En comparaison, des pays comme la Suède ou le Canada ont lancé des programmes nationaux dès 2023, avec des résultats prometteurs pour le suivi des passereaux migrateurs. En France, le Plan national pour les oiseaux (2024-2030) mentionne l’acoustique comme une piste, mais sans échéance ni budget précis.
Et demain ? Un projet en gestation
Plusieurs signaux laissent entrevoir une accélération dans les prochains mois :
– Une mission parlementaire sur la biodiversité, lancée en mars 2026, devrait inclure des recommandations sur les outils de monitoring, dont l’acoustique.
– L’OFB a annoncé en avril 2026 un appel à projets pour des stations pilotes dans trois régions (Grand Est, Occitanie, Nouvelle-Aquitaine), avec un budget de 1,2 million d’euros pour 2027.

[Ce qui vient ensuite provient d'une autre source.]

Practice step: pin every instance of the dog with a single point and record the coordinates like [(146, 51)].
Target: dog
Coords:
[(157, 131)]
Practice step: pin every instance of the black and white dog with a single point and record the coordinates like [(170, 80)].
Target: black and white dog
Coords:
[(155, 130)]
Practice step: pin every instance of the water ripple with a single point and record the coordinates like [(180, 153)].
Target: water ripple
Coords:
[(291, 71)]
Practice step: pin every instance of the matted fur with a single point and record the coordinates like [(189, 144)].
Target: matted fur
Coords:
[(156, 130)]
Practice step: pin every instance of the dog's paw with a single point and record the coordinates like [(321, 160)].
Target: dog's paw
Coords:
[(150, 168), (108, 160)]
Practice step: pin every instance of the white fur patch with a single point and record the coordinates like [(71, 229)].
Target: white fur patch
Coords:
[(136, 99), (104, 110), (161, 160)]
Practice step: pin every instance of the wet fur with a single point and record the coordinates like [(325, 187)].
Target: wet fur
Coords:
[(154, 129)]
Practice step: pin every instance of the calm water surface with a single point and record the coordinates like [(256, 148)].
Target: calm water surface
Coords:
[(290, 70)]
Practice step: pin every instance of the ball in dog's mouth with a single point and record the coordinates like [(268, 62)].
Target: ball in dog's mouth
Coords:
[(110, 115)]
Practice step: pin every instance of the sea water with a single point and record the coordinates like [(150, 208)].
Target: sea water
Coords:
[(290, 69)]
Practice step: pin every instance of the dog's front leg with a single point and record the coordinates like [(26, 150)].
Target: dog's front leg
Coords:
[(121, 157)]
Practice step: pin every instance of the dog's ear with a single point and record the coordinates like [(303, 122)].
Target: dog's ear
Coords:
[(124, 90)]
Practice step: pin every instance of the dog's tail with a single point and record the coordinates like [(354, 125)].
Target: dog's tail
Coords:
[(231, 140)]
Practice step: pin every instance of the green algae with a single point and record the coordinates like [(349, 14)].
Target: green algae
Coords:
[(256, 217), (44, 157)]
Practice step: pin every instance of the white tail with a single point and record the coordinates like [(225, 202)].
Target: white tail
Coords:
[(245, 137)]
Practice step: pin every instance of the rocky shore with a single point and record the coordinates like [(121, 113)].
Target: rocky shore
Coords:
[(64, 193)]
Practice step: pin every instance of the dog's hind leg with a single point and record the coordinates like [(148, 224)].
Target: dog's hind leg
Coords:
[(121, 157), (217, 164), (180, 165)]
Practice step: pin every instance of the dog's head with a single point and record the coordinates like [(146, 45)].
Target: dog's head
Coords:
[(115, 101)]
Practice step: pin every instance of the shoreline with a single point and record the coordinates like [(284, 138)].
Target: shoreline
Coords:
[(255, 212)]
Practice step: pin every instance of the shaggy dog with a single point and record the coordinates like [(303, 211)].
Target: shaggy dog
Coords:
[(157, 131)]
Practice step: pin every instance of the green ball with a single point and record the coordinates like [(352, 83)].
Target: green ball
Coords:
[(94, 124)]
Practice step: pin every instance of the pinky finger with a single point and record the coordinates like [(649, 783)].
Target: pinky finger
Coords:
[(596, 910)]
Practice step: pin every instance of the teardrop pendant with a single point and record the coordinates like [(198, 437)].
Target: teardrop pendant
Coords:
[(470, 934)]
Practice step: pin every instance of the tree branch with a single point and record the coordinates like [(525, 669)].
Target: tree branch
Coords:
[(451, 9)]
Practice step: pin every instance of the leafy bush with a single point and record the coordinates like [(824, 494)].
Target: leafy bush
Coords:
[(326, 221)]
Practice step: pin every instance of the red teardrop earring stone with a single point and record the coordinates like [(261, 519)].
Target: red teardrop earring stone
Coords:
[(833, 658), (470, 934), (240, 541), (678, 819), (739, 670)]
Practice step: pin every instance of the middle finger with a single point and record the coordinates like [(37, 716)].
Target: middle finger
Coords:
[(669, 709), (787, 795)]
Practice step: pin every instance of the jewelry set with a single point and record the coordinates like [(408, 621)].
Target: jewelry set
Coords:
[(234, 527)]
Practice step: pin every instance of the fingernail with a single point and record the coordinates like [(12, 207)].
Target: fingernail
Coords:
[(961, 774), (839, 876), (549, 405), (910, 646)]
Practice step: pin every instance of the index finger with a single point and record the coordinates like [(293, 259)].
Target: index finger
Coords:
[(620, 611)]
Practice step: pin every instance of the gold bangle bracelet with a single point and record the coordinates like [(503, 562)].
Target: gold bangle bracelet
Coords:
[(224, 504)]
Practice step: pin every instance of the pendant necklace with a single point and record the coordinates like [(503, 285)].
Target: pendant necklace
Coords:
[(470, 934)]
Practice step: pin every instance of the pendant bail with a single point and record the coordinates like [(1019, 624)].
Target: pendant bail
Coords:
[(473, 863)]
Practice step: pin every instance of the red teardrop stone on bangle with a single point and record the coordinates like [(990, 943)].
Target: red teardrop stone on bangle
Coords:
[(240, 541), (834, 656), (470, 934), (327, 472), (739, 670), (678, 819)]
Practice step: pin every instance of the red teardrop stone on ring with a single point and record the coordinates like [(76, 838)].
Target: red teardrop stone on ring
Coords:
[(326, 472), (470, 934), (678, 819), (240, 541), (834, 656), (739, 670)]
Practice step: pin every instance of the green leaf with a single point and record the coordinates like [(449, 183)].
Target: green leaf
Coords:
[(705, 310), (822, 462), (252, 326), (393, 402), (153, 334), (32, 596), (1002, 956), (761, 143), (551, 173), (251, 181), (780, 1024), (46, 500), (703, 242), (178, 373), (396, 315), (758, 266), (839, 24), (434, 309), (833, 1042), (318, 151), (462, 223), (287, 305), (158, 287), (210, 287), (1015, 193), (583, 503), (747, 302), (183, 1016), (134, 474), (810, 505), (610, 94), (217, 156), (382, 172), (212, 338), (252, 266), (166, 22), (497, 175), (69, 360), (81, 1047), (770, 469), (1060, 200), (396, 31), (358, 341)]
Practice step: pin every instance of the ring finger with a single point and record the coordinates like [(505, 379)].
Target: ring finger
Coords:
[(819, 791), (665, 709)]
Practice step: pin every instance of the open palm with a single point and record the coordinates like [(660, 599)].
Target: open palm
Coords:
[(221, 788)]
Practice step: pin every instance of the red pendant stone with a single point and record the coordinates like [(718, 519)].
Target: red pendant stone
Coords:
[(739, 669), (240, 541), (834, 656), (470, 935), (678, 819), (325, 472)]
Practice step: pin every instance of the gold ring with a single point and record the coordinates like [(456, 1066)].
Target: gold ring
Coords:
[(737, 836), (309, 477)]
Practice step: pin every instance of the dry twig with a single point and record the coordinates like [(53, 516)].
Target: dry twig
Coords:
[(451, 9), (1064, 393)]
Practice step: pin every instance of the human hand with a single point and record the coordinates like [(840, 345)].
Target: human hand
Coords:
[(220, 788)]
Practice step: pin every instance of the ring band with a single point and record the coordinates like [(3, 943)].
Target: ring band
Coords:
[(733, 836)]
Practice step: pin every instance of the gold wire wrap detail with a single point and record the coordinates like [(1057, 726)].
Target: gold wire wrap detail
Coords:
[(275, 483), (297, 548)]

– Des partenariats avec des entreprises technologiques, comme Wildlife Acoustics, sont en discussion pour mutualiser les coûts.
Si ces initiatives aboutissent, la France pourrait rattraper son retard d’ici 2028. En attendant, les scientifiques insistent sur la nécessité de coordonner les données existantes avant de lancer un réseau national. Comme le résume un expert du CNRS :
Sans harmonisation, nous risquons de gaspiller des ressources en recréant des outils déjà éprouvés ailleurs.
Dr. Laurent Leclère, écologue acoustique, CNRS
Ce qui reste incertain
Plusieurs questions demeurent sans réponse claire :
– Quelle sera l’étendue géographique du futur réseau ? Les zones urbaines seront-elles prioritaires, ou l’accent sera-t-il mis sur les espaces naturels ?
– Comment seront traitées les données ? Seront-elles ouvertes au public (comme eBird) ou réservées aux chercheurs ?
– Quel rôle jouera l’Union européenne ? Le programme LIFE pourrait-il financer une extension à l’échelle du continent ?
En l’absence de décision politique formelle, les acteurs du terrain continuent de militer pour une approche collaborative. Comme le souligne la LPO France : La science citoyenne et les technologies low-cost pourraient être des leviers pour combler ce retard.
Une solution déjà adoptée avec succès dans des projets comme Merlin Bird ID (application mobile d’identification acoustique).
À ce stade, la France reste en retrait face à des pays pionniers, mais les signes d’un changement de cap se multiplient. La question n’est plus de savoir *si* un réseau national verra le jour, mais *quand* et sous quelle forme.